Hello! Thank you for taking the time to read our story and to learn more about our little warrior!


At 18 weeks we found out we were having our second baby boy, but our excitement quickly changed to fear and anxiety after we learned that something was wrong with his little heart. We were referred to a high risk doctor who, after multiple ultrasounds and testing, told us that Graham had Hypoplastic Left Heart Syndrome. Not only that, he was also diagnosed with Dandy Walker Syndrome, a rare brain malformation. He was given a 40% chance of survival and doctors told us this was the time if we wanted to think about aborting this pregnancy.

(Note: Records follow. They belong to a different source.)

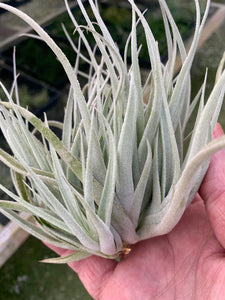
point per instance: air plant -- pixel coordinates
(124, 169)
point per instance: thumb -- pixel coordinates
(212, 190)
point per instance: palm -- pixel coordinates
(188, 263)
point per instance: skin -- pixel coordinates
(187, 263)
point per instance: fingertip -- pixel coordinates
(218, 131)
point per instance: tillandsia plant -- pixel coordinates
(120, 173)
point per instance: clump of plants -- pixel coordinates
(119, 173)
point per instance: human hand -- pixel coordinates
(187, 263)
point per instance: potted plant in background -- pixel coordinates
(124, 169)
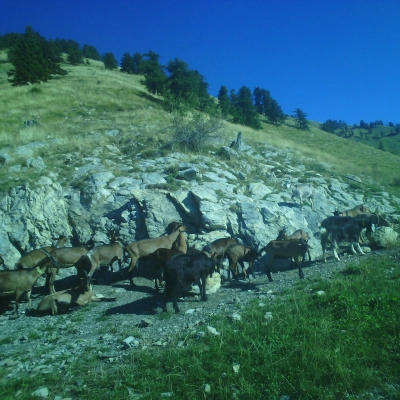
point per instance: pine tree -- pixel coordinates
(154, 75)
(109, 61)
(127, 63)
(300, 119)
(224, 101)
(74, 53)
(137, 63)
(90, 52)
(244, 110)
(33, 58)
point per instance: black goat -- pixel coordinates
(185, 269)
(338, 229)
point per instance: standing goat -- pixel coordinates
(145, 247)
(34, 257)
(218, 248)
(298, 234)
(302, 191)
(20, 281)
(65, 257)
(237, 254)
(295, 248)
(105, 255)
(182, 270)
(338, 229)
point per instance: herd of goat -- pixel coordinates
(175, 267)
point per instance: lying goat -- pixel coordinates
(353, 212)
(145, 247)
(185, 269)
(65, 299)
(239, 254)
(295, 248)
(17, 282)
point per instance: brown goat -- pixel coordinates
(295, 248)
(353, 212)
(20, 281)
(34, 257)
(104, 256)
(218, 248)
(145, 247)
(239, 253)
(65, 257)
(68, 298)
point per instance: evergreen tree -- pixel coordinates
(74, 52)
(275, 113)
(9, 40)
(33, 58)
(127, 63)
(137, 63)
(90, 52)
(245, 112)
(109, 61)
(300, 119)
(155, 77)
(224, 101)
(258, 100)
(186, 85)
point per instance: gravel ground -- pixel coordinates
(32, 344)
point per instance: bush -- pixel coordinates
(192, 131)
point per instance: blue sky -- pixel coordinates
(334, 59)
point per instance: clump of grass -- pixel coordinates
(326, 340)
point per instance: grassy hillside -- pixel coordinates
(91, 100)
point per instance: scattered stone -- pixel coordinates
(41, 392)
(212, 331)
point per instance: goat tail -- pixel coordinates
(51, 258)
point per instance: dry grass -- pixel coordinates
(91, 99)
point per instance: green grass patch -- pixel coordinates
(336, 339)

Never for one second did Dan or I think about giving up on our little man. If he could fight, then we could too! We decided to keep going and leave the decision with God. I was scheduled to be induced at 39 weeks, but Graham had other plans. He was born at 36 weeks, 5 days weighing in at 6.1 pounds.


We knew that we had a tough road ahead of us, as he would need his 1st of 3 heart surgeries at just 5 days old. These surgeries, called the Norwood Hybrid Procedure was supposed to make it so the right side of his heart did all the work since his left side was not functioning and essentially useless. After his first surgery, which was successful, we learned that his pulmonary valve was much worse than expected and probably not sustain his life. With the rest of the surgeries no longer an option (they would've been detrimental more than helpful at this point), we were told he would need a heart transplant in order to survive.

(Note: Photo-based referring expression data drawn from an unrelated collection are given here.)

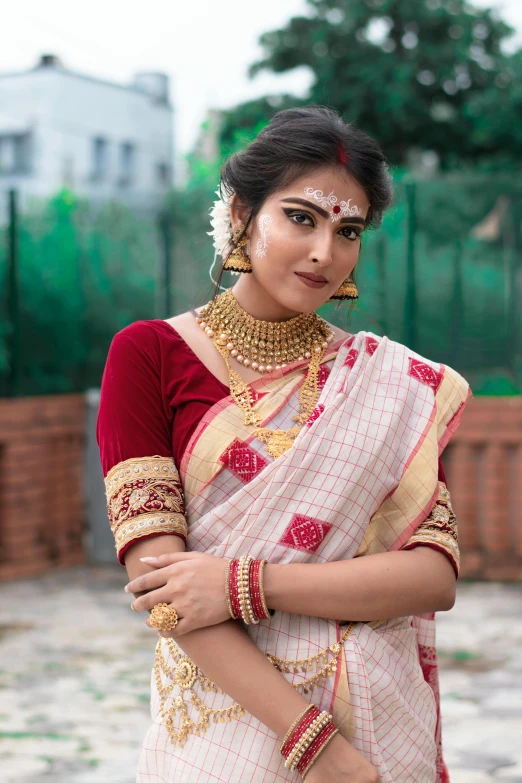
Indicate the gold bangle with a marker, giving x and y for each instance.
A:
(294, 724)
(262, 589)
(244, 595)
(312, 760)
(227, 590)
(306, 740)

Once he had recovered from his heart surgery and was stable enough to travel, he was life flighted to Seattle Childrens Hospital to be evaluated in order to be listed for a new heart. We arrived Monday, October 12th and spent the next 3 days with the transplant team. While he was being evaluated, they discovered fluid backing up into his lungs so they recommended an Atrial Septostomy. They would put a catheter up through his groin to his heart where they would blow up a balloon to release the pressure. We were told after his 1st surgery that this was needed, but we thought we would have a little more time. It was becoming worse by the time we reached Seattle so they went ahead and scheduled it for Wednesday, October 14th.

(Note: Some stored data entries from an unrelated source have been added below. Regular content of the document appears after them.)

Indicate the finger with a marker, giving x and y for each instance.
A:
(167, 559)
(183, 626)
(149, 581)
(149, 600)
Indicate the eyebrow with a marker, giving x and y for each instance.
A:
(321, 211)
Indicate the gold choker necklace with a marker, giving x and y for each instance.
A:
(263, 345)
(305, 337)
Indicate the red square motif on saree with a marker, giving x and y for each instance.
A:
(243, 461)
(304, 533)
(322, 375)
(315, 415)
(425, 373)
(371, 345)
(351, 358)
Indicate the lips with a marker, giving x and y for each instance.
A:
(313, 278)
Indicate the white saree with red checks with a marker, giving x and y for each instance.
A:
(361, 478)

Although this was a pretty invasive procedure, neither Dan or I realized the severity of it. In hindsight, I'm glad I didn't because I probably would have never let him go that day. We took him down to check-in, gave him hugs and kisses and said we'd see him in a few hours. The procedure went a little longer than expected, but the surgeon said it went good and we could go visit him in post-op. When we got there, they were doing an EKG as they noticed he had an irregular heart beat and trying to find the cause. They said this sometimes happens as his body is adjusting to the new pressures, but just to be safe, they wanted to keep him in the ICU overnight. We got him settled in, and once he was stable and sleeping, we headed back to the hotel for the evening.


Later that night Dan received the call that night that no parent wants to get. We were told we needed to get back to the hospital immediately. Apparently Graham's lips started turning blue so the nurses were going to put a breathing tube in for him, but his heart stopped before they could get it in, and it took him about 5 minutes to bring him back. My poor little man was without oxygen for almost 5 minutes. At this point, they were worried that there could be damage to his brain and other vital organs since he was without oxygen for so long. My world crumbled to pieces when I heard them say there was nothing left they could do for my sweet little boy, who wasn't even 3 weeks old. We went and sat with him and told him we loved him and it was ok to go if he was ready. They let me hold him for a few hours that night, at they made a comment that this was the best he looked all night, in my arms. He vitals were stable. After a while though, I think he knew God was calling because he started to code again, and instead of having doctors do compressions again, we decided it was time. He was telling us. We held Graham in our arms and loved on him as his heart stopped beating and the angels took him home. We don't know the exact cause, as we chose not to do an autopsy. We didn't want to put him through anything else. Having known the reason his heart finally gave out won't bring our little boy back. We are at peace knowing he is with God and finally has his new heart.


Graham fought harder than anyone I know for 20 days and endured more than any child should have to go through. I had to wait 11 days to hold him for the first time, I never got skin to skin, or to breastfeed or even put cute baby clothes on him. He never got to see his room we decorated for him or meet his puppy dogs, or ever leave the hospital. Despite the odds, he fought and fought and never gave up, but God had other plans. We are so proud and incredibly honored to have gotten the chance to meet him and love on him for the short time we were given. He forever changed us and we are eternally grateful to him. He taught us not to be complacent, life is precious and we need to live life to the fullest because you never know when it will be our last. Fight, and never give up. Love, and then love deeper. Live for those who were denied this privilege. 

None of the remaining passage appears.